Makedonya Devletinin çökmesiyle M.Ö.3. yy.da Slendos şehri Doğu Roma İmparatorluğunun(Bizans) himayesine geçti. Bu nedenledir ki yukarıda Manisa tarihi anlatılırken Selendi’yi Manisa tarihi içinde görmekteyiz. Selendi M.S. 1282 yılına kadar da Bizanslıların hükümdarlığı devam etmiştir.Bizanslılara ait kalıntılar Dedeler köyü Naimoğlu çiftliği içindeki yörede Karakise denen ancak esas adının karakilise olan yerde hala bizans dönemine ait kalıntılardan sütun başlıkları görülmüştür.Dedeler Köyü ve Yağcı Dağı o dönemde Yağcı Dağı yörenin en yüksek Dağı olduğundan haberleşme aracı gözetleme kulesi olarak kullanılmış olabileceği tahmin edilmektedir. Burada Yağcı Dağının batı ucunda bizans dönemine ait yerleşik hayat kalıntılarına rastlanmıştır.Görülüyor ki Selendi Lidya Krallığı(MÖ:7.yy),Bizans dönemi ve 1282’den sonra da 1071 Malazgirt Savaşının ardından Anadolu da devlet kuran Alparslan’ın yeğeni Kutalmış oğlu Süleyman Şah’ın Anadolu Selçuklu Devleti Zamanında Flodelfia (Alaşehir)ve Kula ile Selendi de alınamadı.

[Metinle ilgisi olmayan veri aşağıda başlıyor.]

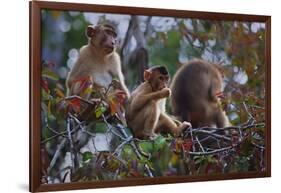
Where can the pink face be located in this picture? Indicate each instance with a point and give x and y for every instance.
(157, 80)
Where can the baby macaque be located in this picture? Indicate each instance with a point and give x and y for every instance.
(196, 91)
(98, 62)
(145, 111)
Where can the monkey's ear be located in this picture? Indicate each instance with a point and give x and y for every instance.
(90, 31)
(146, 75)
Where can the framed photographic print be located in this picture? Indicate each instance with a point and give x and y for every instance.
(123, 96)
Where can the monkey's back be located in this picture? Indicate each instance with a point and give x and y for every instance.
(191, 91)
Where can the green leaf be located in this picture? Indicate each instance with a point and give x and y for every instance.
(87, 156)
(99, 111)
(47, 73)
(159, 143)
(100, 127)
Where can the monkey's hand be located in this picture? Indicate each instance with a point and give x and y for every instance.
(186, 124)
(165, 93)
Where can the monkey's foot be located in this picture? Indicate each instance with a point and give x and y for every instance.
(153, 137)
(186, 124)
(150, 135)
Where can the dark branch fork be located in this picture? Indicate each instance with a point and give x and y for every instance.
(223, 137)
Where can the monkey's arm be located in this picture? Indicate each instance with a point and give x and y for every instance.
(139, 101)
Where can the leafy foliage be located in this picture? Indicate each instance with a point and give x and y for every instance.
(88, 140)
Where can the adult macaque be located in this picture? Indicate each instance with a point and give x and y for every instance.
(196, 88)
(98, 63)
(145, 111)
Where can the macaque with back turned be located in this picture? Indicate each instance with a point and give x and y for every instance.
(145, 111)
(196, 92)
(98, 62)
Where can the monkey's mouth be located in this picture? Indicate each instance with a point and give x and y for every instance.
(109, 49)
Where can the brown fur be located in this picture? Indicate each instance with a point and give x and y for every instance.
(194, 94)
(97, 60)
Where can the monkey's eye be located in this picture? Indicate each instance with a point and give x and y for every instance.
(111, 33)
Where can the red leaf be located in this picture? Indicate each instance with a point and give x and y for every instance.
(75, 104)
(45, 86)
(187, 144)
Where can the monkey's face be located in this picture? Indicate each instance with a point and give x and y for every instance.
(103, 38)
(159, 81)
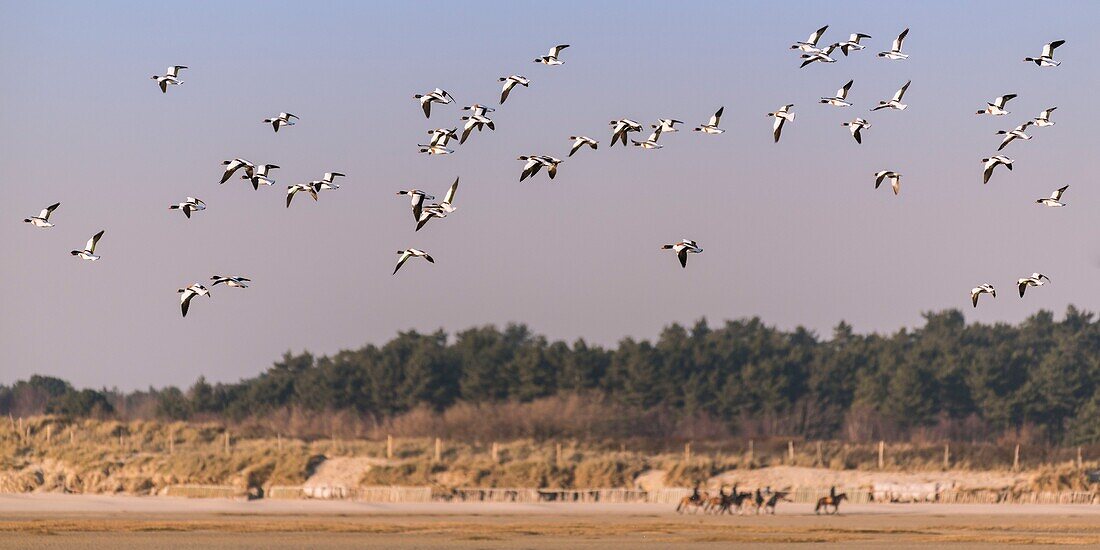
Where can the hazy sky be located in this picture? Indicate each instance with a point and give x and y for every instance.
(793, 232)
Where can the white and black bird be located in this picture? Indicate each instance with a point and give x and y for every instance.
(326, 183)
(894, 102)
(534, 163)
(407, 253)
(1034, 279)
(441, 209)
(477, 120)
(509, 83)
(820, 56)
(989, 164)
(892, 176)
(682, 249)
(191, 205)
(997, 108)
(782, 114)
(842, 97)
(1044, 118)
(282, 120)
(622, 128)
(89, 249)
(811, 44)
(1015, 133)
(1055, 199)
(853, 43)
(580, 141)
(980, 289)
(292, 190)
(235, 164)
(232, 281)
(894, 52)
(712, 125)
(169, 78)
(651, 141)
(417, 199)
(437, 96)
(260, 175)
(1047, 58)
(551, 58)
(856, 128)
(43, 219)
(190, 292)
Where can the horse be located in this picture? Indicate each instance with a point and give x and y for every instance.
(769, 506)
(689, 502)
(825, 502)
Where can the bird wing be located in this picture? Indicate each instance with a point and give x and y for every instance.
(91, 242)
(900, 40)
(901, 91)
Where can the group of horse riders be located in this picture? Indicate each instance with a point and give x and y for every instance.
(760, 501)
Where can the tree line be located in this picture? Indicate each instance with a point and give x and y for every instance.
(956, 381)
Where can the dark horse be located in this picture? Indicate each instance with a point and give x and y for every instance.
(825, 502)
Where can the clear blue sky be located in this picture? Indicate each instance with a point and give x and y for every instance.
(792, 232)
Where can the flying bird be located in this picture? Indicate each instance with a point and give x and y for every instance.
(191, 205)
(89, 250)
(509, 83)
(853, 43)
(894, 52)
(781, 116)
(1055, 199)
(894, 101)
(821, 55)
(235, 164)
(1047, 58)
(407, 253)
(441, 209)
(437, 96)
(551, 58)
(842, 97)
(259, 175)
(622, 129)
(43, 219)
(811, 44)
(856, 127)
(171, 77)
(580, 141)
(978, 290)
(989, 164)
(712, 125)
(892, 176)
(682, 249)
(190, 292)
(1015, 133)
(1044, 118)
(537, 162)
(476, 120)
(997, 108)
(233, 281)
(282, 120)
(417, 199)
(292, 190)
(1034, 279)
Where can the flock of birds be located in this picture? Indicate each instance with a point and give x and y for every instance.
(479, 119)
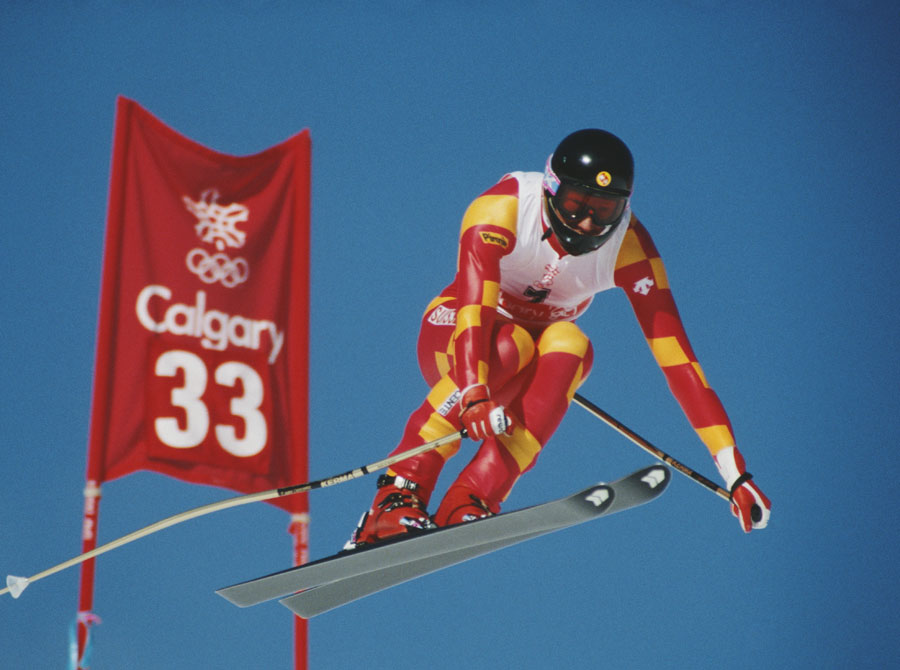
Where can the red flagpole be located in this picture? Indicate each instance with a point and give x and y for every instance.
(299, 530)
(100, 404)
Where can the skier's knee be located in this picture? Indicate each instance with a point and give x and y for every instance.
(565, 337)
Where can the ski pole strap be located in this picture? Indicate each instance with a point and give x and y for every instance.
(746, 477)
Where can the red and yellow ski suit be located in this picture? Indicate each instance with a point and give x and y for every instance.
(508, 321)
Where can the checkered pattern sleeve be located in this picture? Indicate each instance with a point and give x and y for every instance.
(488, 233)
(640, 272)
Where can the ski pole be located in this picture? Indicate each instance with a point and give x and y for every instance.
(15, 585)
(650, 448)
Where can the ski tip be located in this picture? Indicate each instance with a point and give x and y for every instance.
(15, 585)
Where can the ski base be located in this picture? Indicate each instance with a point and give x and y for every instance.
(337, 580)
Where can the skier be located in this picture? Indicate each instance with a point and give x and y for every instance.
(502, 352)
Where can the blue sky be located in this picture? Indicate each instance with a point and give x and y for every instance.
(766, 141)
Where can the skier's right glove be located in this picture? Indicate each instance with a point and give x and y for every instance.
(748, 503)
(481, 417)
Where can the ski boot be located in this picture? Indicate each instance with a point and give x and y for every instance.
(397, 510)
(461, 504)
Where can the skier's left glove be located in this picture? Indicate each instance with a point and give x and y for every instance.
(748, 503)
(481, 416)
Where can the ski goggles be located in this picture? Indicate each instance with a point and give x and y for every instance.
(574, 205)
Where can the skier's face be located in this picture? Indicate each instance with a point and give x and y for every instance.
(587, 213)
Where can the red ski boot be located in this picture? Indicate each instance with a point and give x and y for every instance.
(397, 509)
(461, 504)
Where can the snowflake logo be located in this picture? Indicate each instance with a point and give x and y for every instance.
(643, 286)
(217, 224)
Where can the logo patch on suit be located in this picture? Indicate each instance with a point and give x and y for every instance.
(495, 238)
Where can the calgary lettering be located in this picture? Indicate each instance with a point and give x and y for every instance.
(215, 329)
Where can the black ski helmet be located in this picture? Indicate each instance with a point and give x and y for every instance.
(591, 174)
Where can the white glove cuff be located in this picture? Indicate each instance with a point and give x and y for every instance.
(728, 466)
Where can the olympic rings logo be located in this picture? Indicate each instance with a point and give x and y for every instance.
(218, 267)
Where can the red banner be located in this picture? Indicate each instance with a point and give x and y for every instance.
(203, 338)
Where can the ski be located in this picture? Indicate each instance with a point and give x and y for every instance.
(388, 563)
(631, 491)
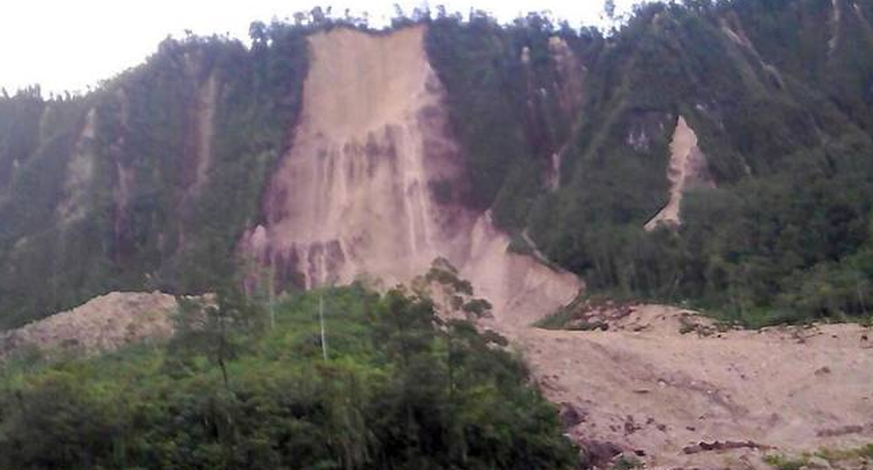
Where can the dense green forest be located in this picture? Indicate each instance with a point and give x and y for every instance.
(779, 93)
(399, 389)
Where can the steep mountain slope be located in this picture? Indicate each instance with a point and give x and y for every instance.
(162, 177)
(372, 184)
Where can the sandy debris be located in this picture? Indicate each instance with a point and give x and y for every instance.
(371, 185)
(102, 324)
(205, 117)
(654, 386)
(687, 168)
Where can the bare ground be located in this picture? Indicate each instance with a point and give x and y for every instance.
(102, 324)
(706, 398)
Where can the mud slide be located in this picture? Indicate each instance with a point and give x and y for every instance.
(687, 169)
(80, 172)
(205, 118)
(371, 185)
(669, 387)
(103, 324)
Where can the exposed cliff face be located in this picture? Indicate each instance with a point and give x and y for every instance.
(371, 184)
(687, 170)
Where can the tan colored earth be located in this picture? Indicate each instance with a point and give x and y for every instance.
(104, 323)
(687, 169)
(645, 386)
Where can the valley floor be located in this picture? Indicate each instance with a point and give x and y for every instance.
(676, 398)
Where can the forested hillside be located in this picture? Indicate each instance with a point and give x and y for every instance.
(149, 181)
(395, 388)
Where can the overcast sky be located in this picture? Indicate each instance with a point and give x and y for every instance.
(68, 45)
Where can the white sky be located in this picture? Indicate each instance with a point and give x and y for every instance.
(68, 45)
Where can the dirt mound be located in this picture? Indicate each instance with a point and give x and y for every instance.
(672, 388)
(104, 323)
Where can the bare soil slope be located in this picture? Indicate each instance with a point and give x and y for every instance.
(645, 386)
(371, 186)
(104, 323)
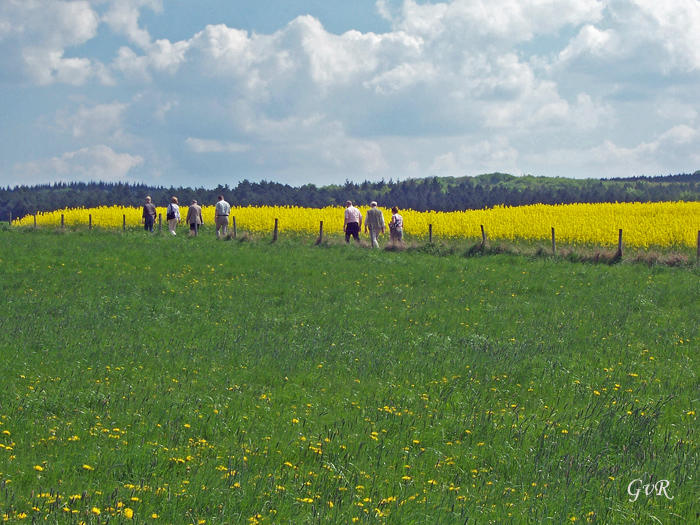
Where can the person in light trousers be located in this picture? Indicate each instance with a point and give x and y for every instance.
(221, 212)
(173, 215)
(374, 221)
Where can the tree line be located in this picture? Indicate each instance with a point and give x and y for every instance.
(433, 193)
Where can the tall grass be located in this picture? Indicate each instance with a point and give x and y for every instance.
(182, 380)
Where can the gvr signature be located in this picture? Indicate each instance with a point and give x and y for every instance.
(637, 486)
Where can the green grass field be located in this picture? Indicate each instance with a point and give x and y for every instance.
(174, 380)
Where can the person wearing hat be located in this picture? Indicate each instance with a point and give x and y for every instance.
(353, 222)
(149, 215)
(374, 221)
(222, 210)
(173, 215)
(194, 217)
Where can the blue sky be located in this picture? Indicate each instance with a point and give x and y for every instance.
(208, 92)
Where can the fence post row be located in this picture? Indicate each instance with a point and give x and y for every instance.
(619, 243)
(320, 233)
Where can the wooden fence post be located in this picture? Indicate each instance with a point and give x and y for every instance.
(320, 234)
(554, 243)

Köse dağ(1242)savaşı sırasında çöken Selçuklu Devletinden sonra sarsılan Anadolu’ya Moğol baskısıyla Orta Asya ‘dan boy boy göç eden Horasan uç Türkleri Anadolu’da küçük küçük beylikler kurmaya başladılar. Bu şekilde Anadolu’da beylikler devri başlamış oldu.
İşte bu beyliklerden Germiyan Oğulları Kütahya yöresinden kendine yurt edinerek Kütahya’yı başkent yapıp Germiyan beyliğini kurdular. Bu beyliğin asıl kurucusu Germiyan oğlu(yağız )Ali şir bey M.S.1282 yılında Alaşehir,Kula ve Selendi’yi Bizanslılardan geri almıştır.
Bu arada Söğütte kurulan Osman oğullarının nüfusu günden güne artarak topraklarını genişletmektedir. Yıldırım Beyazıt zamanında Kula ilçesi Germiyan Devletinin başkenti olmuştur. Selendi de bu ilçenin dahilinde yer almaktaydı.
SELENDİ NAHİYESİ(1896 tarihli Aydın salnamesi,( 1312),İzmir Milli Kütüphane no:20/333)adlı kaynağa göre:
(1896 tarihli Aydın salnamesi,( 1312),İzmir Milli Kütüphane no:20/333)adlı kaynağa göre: Mevki coğrafi ve nahiye-i meskure kuzeyi Hüdavendigar vilayeti(BURSA),şarken EŞME,garben Timurçi(DEMİRCİ VE GÖRDES), cenuben KULA ile sınırlı bir araziden teşekkül etmiş ve 20 köyü vardır. Bu nahiyenin 2651 erkek ve 2361 kadın olmak üzere 5014 nüfusu ve 1144 haneden oluşmaktadır.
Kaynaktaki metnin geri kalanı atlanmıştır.